A maioria exigida é de dois terços: porque o Papa não pode resultar de uma mera fação, mas sim ser a expressão partilhada de um povo que espera e reza unido. E se o Espírito se cala, recomeça-se o processo. Espera-se. Persevera-se. Até que um nome se destaque, claro, como uma luz na névoa. Só então se prepara o fumo branco.
O fumo negro ou branco
No término de cada escrutínio, as cédulas são queimadas numa estufa especialmente preparada. O fumo que se eleva da chaminé da Capela Sistina transmite ao mundo o resultado da votação: negro, se não foi atingida a maioria necessária; branco, quando um novo Papa foi eleito. Do lado de fora, na Praça de São Pedro, milhares de olhares ansiosos fixam-se na chaminé. É por ali que se ergue o sinal que anuncia o desfecho do Conclave: o fumo negro, símbolo da indecisão, ou o fumo branco, sinal inequívoco de um novo sucessor de Pedro.

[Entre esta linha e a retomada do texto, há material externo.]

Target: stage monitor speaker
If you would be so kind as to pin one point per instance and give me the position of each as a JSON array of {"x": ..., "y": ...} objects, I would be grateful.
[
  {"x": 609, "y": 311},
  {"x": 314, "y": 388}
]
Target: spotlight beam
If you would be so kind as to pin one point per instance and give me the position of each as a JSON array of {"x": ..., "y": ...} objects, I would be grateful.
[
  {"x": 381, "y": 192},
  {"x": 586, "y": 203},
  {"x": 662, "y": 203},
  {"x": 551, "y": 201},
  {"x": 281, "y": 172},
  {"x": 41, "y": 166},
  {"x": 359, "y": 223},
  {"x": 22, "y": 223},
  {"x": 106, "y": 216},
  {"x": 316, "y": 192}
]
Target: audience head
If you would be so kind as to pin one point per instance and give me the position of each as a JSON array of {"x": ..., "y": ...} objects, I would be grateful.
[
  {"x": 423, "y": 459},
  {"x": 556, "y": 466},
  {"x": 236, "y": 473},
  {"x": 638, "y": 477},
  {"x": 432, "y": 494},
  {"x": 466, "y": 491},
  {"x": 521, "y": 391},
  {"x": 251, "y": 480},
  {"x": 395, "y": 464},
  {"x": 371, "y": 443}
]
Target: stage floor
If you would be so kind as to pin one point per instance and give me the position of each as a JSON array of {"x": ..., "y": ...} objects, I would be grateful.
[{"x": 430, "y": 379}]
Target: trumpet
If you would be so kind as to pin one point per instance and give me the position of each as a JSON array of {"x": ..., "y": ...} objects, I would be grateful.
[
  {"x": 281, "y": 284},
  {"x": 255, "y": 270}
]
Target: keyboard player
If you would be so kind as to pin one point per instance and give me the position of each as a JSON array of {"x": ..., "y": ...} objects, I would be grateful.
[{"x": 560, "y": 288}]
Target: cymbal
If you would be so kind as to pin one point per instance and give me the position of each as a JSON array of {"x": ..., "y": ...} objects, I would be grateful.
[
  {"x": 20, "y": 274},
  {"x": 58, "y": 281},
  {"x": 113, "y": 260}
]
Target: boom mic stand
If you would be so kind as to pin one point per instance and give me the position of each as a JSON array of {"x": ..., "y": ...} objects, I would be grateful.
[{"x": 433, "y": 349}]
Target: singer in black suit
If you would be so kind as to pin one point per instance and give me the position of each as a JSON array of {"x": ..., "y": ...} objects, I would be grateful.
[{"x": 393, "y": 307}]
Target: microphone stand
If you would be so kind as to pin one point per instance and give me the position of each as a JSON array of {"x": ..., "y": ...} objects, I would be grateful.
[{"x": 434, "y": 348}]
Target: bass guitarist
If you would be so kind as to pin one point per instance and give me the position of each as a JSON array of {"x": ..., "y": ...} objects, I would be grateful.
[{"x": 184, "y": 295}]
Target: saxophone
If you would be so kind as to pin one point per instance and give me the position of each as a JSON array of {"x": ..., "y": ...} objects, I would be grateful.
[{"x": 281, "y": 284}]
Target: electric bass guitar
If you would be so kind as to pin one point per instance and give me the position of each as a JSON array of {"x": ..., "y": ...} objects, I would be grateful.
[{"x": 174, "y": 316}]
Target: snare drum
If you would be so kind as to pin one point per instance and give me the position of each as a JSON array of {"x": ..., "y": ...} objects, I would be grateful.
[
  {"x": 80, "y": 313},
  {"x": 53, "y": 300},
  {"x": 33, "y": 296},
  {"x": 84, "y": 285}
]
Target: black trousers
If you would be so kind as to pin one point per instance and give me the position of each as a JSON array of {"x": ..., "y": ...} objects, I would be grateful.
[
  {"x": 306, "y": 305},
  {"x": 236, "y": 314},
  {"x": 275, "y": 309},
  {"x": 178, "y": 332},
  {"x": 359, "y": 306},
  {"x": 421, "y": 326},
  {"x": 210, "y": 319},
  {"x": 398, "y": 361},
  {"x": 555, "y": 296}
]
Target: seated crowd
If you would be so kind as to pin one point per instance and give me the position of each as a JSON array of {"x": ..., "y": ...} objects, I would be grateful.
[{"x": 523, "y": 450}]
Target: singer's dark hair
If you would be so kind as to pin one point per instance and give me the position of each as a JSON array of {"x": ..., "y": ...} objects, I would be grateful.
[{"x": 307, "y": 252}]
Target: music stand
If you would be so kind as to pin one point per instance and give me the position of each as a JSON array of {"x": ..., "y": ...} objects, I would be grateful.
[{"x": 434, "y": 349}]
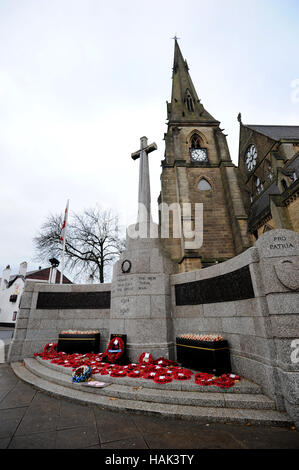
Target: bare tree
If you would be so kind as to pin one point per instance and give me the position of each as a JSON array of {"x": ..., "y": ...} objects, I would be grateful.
[{"x": 92, "y": 242}]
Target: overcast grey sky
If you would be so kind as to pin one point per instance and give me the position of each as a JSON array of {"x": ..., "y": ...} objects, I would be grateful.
[{"x": 82, "y": 80}]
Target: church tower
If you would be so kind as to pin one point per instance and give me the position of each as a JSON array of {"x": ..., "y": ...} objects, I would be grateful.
[{"x": 198, "y": 169}]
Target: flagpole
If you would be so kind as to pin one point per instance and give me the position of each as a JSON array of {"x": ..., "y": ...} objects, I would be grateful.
[{"x": 64, "y": 238}]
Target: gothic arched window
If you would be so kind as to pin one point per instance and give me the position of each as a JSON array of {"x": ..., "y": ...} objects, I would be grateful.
[
  {"x": 284, "y": 184},
  {"x": 189, "y": 102},
  {"x": 198, "y": 154},
  {"x": 269, "y": 170},
  {"x": 204, "y": 185},
  {"x": 259, "y": 185}
]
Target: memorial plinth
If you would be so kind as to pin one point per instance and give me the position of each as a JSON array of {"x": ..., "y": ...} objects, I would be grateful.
[{"x": 140, "y": 299}]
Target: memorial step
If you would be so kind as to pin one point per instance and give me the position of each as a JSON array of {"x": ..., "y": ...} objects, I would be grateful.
[
  {"x": 195, "y": 413},
  {"x": 245, "y": 386},
  {"x": 147, "y": 394}
]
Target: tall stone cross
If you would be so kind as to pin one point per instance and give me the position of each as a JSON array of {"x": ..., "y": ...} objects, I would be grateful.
[{"x": 144, "y": 191}]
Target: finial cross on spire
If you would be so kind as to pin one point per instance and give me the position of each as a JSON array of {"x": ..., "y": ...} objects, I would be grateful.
[
  {"x": 175, "y": 37},
  {"x": 144, "y": 193}
]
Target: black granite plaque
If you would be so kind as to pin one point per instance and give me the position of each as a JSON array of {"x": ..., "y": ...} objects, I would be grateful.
[
  {"x": 226, "y": 288},
  {"x": 73, "y": 300}
]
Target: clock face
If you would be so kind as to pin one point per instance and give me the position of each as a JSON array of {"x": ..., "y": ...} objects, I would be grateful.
[
  {"x": 251, "y": 158},
  {"x": 198, "y": 155}
]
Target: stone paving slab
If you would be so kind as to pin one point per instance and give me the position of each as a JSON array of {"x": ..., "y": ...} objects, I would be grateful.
[
  {"x": 199, "y": 414},
  {"x": 143, "y": 393}
]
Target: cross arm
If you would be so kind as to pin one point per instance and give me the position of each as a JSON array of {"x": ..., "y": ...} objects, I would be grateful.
[{"x": 148, "y": 149}]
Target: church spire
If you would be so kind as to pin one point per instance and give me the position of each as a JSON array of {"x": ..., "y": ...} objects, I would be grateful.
[{"x": 185, "y": 105}]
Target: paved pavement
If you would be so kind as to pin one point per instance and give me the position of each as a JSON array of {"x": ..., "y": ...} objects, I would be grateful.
[{"x": 30, "y": 419}]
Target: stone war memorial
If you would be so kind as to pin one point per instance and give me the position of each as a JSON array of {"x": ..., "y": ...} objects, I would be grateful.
[{"x": 200, "y": 320}]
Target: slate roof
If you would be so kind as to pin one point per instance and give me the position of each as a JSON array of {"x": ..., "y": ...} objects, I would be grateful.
[
  {"x": 277, "y": 132},
  {"x": 262, "y": 205}
]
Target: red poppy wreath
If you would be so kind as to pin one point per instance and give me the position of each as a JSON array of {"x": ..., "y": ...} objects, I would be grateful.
[
  {"x": 115, "y": 350},
  {"x": 145, "y": 358}
]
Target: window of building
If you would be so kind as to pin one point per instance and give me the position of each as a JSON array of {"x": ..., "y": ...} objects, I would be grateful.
[
  {"x": 284, "y": 184},
  {"x": 259, "y": 185},
  {"x": 197, "y": 153},
  {"x": 204, "y": 185},
  {"x": 189, "y": 102}
]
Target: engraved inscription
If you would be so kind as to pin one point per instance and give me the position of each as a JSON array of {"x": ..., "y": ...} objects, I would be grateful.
[
  {"x": 280, "y": 243},
  {"x": 226, "y": 288}
]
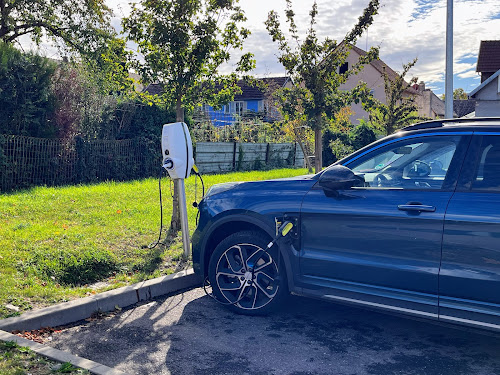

Ao longo dos séculos, as técnicas para produzir o fumo têm sido aperfeiçoadas. Antigamente, bastava queimar as cédulas; hoje, misturas químicas específicas asseguram a nitidez da cor. A combinação de lactose, clorato de potássio e colofónia gera o fumo branco, enquanto o antraceno e o enxofre são responsáveis pelo fumo negro. Desde 2005, para evitar qualquer ambiguidade, o fumo branco é acompanhado pelo jubilar dos sinos da Basílica de São Pedro.
A multidão, congregada sob o céu de Roma, prende a respiração. Cada baforada de fumo é vigiada com ansiedade; cada hesitação, escrutinada; cada mudança de vento, interpretada como presságio. Até que, finalmente, o branco se impõe com clareza: um clamor de júbilo irrompe na praça, os sinos ressoam festivos e o mundo inteiro toma conhecimento da eleição do novo Papa.
Habemus papam
Uma vez atingida a maioria necessária, o Decano do Colégio Cardinalício aproxima-se do eleito e dirige-lhe a pergunta ritual: “Aceita a sua eleição canónica como Sumo Pontífice?”. Caso o candidato aceite, torna-se imediatamente Papa. De seguida, é-lhe solicitado o nome que deseja assumir, inaugurando assim uma nova página na história da Igreja.
O novo Pontífice é conduzido à Sala das Lágrimas, um pequeno espaço contíguo à Capela Sistina, onde, envolto numa emoção profunda, veste pela primeira vez a túnica branca, preparada em três tamanhos diferentes. Neste breve e intenso momento, abraça a responsabilidade de guiar o vasto rebanho de fiéis espalhados pelo mundo. Não é invulgar que lágrimas surquem os rostos naquela sala, o peso do ofício petrino manifesta-se em toda a sua plenitude: alegria, temor e o imenso chamado ao serviço.
Quando tudo está pronto, o Cardeal Protodiácono surge na Loggia das Bênçãos e pronuncia a fórmula aguardada por todos: “Annuntio vobis gaudium magnum: Habemus Papam!”. Seguem-se o nome do novo Pontífice e aquele que escolheu para o seu ministério.
O novo Papa apresenta-se aos fiéis reunidos na Praça de São Pedro, dirige-lhes um primeiro cumprimento, frequentemente simples e carregado de humildade, e concede a bênção Urbi et Orbi, à cidade e ao mundo. Com este gesto, assume publicamente a missão que lhe foi confiada: ser guia espiritual, pastor universal e sinal vivo da continuidade da Igreja Católica.
Assim, enquanto o eco dos sinos se propaga pelas cúpulas e praças, abre-se um novo capítulo na história da Igreja, suspenso entre o antigo e o novo, entre a fidelidade à tradição e os desafios de um mundo em constante transformação.